Spring 2013: New Directions in Social Sculpture with Marion Wilson and Daniel Seiple
Through critical texts on new genre public art, arts in the social realm, brainstorming with community groups to discuss issues of accessibility and programming, and hands on design and creation, this course will be a practical seminar on aspects of public art and a civic minded art practice. Students will be involved in the creation of a large-scale interactive public art work/ building project of a neighboring border/wall for 601 Tully including: governmental approval, community interaction, fund-raising, design, pre-fabrication, programming and marketing. They will “use” 601 Tully as their site – both for the creation of their own new work; and as collaborators towards the sustainability of 601 as a Center for Engaged Art and Research.
Daniel Seiple: Daniel Seiple is an American artist based in Berlin. His art reflects the formation and obfuscation of borders, latching onto geographic, political and historical issues of the day, while considering their practical necessity in everyday life. Employing an array of media – drawing, sculpture, performance and video – Seiple develops quixotic schemes to activate public and private space. His work has been exhibited in public space and galleries around the world. He was a resident at the Scottish Sculpture Workshop, Scotland, Ortung, Austria, Arcus, Japan, and the World Views Residency in the World Trade Center, Artist in the Marketplace, Bronx Museum and Skowhegan School of Painting and Sculpture in the USA.
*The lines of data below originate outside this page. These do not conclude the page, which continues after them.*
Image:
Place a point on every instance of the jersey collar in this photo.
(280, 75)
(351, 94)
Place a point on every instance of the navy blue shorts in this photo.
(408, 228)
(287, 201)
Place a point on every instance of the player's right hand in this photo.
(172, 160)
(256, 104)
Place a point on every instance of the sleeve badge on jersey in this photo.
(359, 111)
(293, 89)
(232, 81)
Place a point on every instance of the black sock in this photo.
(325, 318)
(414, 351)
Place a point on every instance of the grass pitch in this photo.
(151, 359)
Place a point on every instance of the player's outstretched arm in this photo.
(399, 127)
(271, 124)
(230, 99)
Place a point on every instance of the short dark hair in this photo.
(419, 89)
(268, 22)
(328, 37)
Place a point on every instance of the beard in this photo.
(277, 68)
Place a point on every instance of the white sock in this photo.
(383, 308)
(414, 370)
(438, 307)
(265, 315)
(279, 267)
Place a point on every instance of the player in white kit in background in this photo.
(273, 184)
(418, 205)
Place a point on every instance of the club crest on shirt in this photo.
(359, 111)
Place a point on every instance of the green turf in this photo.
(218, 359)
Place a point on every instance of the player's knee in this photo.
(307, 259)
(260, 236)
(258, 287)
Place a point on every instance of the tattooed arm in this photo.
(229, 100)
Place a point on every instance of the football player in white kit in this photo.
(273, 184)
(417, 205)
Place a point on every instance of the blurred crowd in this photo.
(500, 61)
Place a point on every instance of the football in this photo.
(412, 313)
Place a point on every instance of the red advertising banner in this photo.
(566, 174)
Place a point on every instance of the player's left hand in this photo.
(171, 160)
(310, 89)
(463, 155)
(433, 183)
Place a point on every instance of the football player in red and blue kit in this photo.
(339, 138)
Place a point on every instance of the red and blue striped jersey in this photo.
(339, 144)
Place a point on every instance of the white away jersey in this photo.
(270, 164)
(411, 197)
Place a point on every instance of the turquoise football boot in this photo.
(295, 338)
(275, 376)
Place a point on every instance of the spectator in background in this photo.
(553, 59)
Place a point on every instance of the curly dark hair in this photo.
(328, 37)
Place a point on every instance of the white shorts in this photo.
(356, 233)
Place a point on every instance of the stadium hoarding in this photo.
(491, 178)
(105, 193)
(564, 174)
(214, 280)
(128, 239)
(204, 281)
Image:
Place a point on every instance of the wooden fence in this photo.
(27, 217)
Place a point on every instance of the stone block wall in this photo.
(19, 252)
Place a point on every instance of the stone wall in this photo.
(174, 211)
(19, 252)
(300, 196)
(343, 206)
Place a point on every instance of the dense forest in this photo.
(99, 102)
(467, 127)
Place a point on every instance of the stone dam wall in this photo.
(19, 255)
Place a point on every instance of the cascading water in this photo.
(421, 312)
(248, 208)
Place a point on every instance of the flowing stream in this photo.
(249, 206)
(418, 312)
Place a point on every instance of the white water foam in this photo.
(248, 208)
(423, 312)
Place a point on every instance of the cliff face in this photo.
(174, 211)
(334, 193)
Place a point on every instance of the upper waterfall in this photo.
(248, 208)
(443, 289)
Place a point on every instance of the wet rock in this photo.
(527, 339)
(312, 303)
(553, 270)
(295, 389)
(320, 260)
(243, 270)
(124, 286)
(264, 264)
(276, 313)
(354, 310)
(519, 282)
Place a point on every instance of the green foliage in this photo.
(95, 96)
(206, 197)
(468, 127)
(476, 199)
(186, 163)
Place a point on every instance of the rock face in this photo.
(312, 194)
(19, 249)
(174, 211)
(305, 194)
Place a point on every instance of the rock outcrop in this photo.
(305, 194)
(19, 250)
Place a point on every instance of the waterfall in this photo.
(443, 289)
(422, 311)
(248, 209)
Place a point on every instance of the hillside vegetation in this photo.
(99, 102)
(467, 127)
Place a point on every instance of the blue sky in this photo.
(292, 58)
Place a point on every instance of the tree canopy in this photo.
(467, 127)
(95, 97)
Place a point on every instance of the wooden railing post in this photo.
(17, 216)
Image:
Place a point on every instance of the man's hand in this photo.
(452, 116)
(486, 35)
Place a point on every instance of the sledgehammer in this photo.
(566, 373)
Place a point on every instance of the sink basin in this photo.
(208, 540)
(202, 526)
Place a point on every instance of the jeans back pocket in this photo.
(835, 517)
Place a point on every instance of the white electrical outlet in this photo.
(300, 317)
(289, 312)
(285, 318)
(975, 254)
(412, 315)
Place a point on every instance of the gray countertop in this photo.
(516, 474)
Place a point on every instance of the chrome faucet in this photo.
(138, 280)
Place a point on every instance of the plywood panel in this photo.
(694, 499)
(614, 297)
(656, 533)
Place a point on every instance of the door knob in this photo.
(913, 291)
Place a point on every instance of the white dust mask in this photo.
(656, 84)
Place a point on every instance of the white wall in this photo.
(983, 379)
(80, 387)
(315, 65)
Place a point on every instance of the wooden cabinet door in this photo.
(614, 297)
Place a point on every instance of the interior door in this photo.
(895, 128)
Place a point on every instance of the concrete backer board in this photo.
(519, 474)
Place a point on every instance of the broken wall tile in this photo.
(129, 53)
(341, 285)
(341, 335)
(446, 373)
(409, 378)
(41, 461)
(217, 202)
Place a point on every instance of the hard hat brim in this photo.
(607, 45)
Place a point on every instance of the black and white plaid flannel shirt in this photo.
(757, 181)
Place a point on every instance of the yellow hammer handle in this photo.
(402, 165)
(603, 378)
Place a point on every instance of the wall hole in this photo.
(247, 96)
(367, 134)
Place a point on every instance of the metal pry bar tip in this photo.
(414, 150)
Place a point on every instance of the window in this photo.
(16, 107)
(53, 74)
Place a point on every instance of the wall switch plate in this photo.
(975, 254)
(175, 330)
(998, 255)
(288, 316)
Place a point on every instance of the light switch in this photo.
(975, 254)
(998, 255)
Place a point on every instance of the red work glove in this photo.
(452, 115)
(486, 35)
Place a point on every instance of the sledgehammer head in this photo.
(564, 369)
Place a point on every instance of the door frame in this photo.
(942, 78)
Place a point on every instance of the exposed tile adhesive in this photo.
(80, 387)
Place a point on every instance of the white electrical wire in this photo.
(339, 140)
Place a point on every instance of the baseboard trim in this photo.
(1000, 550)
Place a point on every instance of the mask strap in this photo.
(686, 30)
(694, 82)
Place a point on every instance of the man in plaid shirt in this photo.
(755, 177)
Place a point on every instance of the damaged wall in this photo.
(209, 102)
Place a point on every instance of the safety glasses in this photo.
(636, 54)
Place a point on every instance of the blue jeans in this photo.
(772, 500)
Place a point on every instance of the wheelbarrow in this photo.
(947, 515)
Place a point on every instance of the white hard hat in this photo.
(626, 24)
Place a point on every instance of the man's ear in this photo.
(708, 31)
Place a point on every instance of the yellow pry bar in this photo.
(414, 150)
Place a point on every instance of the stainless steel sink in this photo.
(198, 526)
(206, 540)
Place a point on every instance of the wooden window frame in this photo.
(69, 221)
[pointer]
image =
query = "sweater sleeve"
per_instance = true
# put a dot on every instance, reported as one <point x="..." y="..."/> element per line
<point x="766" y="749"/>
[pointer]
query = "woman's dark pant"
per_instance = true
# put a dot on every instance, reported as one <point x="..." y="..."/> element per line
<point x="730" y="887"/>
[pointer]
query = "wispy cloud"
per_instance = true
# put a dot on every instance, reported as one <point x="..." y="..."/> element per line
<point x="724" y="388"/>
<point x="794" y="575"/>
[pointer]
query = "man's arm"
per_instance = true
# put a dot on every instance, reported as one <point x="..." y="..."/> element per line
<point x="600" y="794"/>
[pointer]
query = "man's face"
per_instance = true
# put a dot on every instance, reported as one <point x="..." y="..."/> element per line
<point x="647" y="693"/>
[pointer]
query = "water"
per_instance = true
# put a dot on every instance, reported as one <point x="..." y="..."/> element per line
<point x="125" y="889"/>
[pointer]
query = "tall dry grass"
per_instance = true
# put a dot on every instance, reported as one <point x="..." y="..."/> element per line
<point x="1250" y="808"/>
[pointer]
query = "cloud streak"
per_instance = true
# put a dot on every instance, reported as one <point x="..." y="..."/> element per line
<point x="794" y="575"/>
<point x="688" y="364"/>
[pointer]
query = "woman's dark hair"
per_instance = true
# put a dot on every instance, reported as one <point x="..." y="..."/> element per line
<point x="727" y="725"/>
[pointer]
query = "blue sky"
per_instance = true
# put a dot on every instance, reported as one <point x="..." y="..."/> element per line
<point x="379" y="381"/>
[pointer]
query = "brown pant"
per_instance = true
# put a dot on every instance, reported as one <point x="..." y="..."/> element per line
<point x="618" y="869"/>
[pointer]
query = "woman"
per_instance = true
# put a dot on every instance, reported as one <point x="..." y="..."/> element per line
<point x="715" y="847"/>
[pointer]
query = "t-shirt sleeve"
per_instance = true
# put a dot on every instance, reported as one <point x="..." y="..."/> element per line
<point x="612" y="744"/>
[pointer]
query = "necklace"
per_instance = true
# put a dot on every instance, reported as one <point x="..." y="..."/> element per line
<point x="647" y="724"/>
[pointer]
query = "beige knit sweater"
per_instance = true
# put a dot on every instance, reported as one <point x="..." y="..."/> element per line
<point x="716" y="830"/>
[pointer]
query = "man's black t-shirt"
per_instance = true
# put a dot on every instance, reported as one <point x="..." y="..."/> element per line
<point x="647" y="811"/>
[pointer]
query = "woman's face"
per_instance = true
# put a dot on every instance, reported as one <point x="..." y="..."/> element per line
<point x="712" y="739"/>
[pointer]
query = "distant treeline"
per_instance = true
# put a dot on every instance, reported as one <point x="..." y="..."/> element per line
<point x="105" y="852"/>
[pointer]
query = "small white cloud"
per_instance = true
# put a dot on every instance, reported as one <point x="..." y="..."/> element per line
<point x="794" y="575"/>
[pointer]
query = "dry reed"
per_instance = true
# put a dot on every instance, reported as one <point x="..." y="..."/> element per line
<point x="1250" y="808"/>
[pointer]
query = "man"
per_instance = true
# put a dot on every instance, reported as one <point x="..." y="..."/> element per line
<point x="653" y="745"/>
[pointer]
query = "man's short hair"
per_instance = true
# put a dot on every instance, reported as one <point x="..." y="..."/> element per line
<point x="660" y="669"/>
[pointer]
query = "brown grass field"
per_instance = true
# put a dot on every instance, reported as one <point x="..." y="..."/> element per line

Daniel Sieple is the Watson Visiting Collaborator at Syracuse University sponsored by the Humanities Center. He is also the 601 Tully Artist in Resident sponsored by UPSTATE.
Marion Wilson: “Originally trained as a painter, I moved away from painting for 15 years into sculpture and public projects – only now to once again return to painting. Regardless of the specific medium, a continuous thread in my work is that I seem always to be processing what is around me in the world.
I see my practice as an artist, even when I am alone in my studio, as a kind of social commitment and engagement.
This has led me to numerous unlikely partnerships and collaborations and it also guides me in my recent work in looking closely at the land that I inhabit. It has been said that I make “small things” and even when I make something larger it seems to be made up of hundreds of small parts. Small invites you to look more closely, and small keeps my carbon/artist footprint to a minimum.”
Fall 2012: Arts and Social Profit
At 601 Tully, Students will develop and implement a sustainable art-entrepreneurial venture that addresses social need rather than desire. These entrepreneurial strategies and forms will be situated within the historical and contemporary precedence of artists in the public realm. New models of arts entrepreneurship have emerged since the 60’s and 70’s with Joseph Beuys, Gordon Matta Clark, Claes Oldenberg and artists like Fred Wilson who have made institutional critique a central part of their work – how collections are formed, displayed, and curated. This course looks at successful artists who have formed a vital and collective resistance to the artworld – in the form of setting up their own cottage industries; seeing themselves as service providers, and the creation of “products” based on need rather than desire.